To increase the breadth and depth of community engagement, companies should consider ease and convenience of location, schedule, and accommodation for interactions with the community. It is important to meet communities where they are both literally, by holding key meetings where the community is located, and figuratively, by making engagement processes accessible and tailored to the community (e.g., providing opportunities to participate in native or preferred languages and scheduling at times when community members are more likely to be available). These actions demonstrate an authentic desire for input and partnership and, by creating a safe and comfortable space for participation, are likely to lead to better input and increased creativity of proposed solutions.
One example of community co-creation is the Boston Ujima Fund. The fund was launched as part of a cross-sector effort bringing together community leaders, companies, investors, and nonprofits and is an independent investment vehicle that empowers local residents, businesses, and other stakeholders to invest in building the wealth of their own communities. The fund itself is democratically managed and includes a standards committee that reviews the social and environmental impacts of its portfolio using 36 metrics chosen by the community. While not a traditional corporate entity, the Boston Ujima Fund provides a valuable example of how alternative structures can shift power, enable co-creation, and expand the impact a company can have through its community engagement efforts.
“In a free enterprise,
the community is not just
in business but is, in fact,
the very purpose of its existence.”
– Jamsetji Tata,
Indian entrepreneur and
founder of the Tata Group (1839-1904)
Community engagement is essential to deepen the impact and sustainability of corporate solutions and business operations. Authentic community engagement enables communities to possess agency, take action, and increase their capacity and power. It builds trusting relationships with partners and empowers groups that have been historically disenfranchised.

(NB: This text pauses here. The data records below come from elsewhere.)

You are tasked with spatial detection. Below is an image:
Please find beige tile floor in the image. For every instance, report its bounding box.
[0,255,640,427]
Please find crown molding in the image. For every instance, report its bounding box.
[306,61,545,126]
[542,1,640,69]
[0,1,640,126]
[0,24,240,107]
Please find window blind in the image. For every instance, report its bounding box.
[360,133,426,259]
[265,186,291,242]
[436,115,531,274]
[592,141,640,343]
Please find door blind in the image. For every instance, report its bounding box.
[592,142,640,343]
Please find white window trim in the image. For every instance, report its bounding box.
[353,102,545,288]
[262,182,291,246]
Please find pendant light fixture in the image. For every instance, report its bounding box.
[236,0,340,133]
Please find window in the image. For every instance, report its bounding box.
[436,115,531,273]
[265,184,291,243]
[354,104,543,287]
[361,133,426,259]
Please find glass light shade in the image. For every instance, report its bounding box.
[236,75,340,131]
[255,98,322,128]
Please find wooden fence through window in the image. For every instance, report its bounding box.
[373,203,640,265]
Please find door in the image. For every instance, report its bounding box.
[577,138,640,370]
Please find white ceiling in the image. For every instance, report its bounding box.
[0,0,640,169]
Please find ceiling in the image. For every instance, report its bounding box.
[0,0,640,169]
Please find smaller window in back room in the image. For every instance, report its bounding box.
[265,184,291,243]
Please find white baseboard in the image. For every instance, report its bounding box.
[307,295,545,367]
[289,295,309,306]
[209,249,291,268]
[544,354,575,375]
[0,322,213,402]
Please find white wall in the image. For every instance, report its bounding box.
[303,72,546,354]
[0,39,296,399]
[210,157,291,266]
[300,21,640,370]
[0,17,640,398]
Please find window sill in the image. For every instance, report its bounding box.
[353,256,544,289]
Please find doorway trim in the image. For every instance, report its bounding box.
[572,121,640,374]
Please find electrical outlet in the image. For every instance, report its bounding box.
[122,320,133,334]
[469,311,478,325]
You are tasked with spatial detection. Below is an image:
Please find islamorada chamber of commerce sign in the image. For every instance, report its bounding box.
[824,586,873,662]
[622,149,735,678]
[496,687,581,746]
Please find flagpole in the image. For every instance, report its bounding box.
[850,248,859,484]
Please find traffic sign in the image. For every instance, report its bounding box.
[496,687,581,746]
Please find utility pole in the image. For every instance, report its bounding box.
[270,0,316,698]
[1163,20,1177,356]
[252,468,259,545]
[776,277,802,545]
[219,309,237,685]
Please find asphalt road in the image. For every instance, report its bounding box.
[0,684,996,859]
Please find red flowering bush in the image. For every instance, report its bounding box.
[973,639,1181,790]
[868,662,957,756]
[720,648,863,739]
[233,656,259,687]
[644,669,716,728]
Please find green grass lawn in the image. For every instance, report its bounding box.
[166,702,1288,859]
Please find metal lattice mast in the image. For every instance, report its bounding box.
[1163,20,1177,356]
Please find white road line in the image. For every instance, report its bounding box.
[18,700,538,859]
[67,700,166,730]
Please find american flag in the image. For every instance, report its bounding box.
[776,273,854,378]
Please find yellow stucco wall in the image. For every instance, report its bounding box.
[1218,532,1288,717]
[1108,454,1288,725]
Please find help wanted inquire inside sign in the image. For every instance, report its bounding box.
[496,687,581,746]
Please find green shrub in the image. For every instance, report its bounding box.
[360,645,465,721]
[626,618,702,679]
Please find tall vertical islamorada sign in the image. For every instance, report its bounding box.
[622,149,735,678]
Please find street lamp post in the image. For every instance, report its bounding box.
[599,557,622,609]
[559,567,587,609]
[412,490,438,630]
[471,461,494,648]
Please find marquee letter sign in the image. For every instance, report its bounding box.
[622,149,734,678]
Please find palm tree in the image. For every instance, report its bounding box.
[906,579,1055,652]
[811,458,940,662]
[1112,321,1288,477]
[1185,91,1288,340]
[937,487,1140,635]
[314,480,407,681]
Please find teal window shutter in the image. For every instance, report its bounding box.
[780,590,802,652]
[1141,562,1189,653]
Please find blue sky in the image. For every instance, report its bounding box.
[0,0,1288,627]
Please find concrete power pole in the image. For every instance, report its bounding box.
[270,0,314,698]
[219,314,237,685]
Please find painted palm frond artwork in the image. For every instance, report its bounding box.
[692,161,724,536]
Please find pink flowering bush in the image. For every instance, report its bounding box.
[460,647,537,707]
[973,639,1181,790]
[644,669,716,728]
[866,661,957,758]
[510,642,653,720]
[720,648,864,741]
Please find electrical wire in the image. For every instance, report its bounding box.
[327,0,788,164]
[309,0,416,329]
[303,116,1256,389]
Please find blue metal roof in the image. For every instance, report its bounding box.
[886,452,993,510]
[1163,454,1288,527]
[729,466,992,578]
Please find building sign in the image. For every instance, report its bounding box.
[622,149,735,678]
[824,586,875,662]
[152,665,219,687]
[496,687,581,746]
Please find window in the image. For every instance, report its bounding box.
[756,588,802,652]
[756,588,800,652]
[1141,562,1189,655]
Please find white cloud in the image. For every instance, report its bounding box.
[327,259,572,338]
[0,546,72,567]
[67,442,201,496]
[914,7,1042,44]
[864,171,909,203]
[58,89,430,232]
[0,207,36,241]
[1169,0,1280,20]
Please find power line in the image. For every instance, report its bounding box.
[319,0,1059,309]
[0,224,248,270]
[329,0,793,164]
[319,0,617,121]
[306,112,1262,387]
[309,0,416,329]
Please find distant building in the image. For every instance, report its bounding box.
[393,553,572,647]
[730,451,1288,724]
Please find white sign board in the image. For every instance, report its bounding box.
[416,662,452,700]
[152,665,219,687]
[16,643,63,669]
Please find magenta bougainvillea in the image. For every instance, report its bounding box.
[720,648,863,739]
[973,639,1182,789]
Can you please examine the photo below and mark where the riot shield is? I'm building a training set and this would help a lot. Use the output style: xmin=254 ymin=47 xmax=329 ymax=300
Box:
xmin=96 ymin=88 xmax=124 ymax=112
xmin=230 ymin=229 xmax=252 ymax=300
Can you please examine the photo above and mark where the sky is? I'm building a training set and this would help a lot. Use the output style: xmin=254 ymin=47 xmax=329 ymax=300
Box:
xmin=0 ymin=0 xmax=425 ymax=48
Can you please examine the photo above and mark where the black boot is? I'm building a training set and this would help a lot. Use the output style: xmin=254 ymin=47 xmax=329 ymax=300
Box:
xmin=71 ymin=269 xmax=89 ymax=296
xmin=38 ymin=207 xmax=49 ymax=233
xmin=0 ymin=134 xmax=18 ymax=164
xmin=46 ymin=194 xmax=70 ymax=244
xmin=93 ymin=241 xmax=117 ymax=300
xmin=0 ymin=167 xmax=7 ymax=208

The above considerations are based on practices we see companies employing to rebuild relationships with communities, particularly those that have been overlooked by their processes in the past. Authenticity is crucial for community engagement. It enables the co-creation of innovative problem-solving rooted in the lived experience of the community and helps companies unlock untapped potential in communities while driving more equitable social change.
While there are certainly other practices that can help shift power to communities, we find that these five steps can help companies and communities begin to come together and collaborate to co-create solutions to complex, systemic challenges. We welcome opportunities to hear from you about what you are learning and additional practices to shift power to and authentically engage with communities.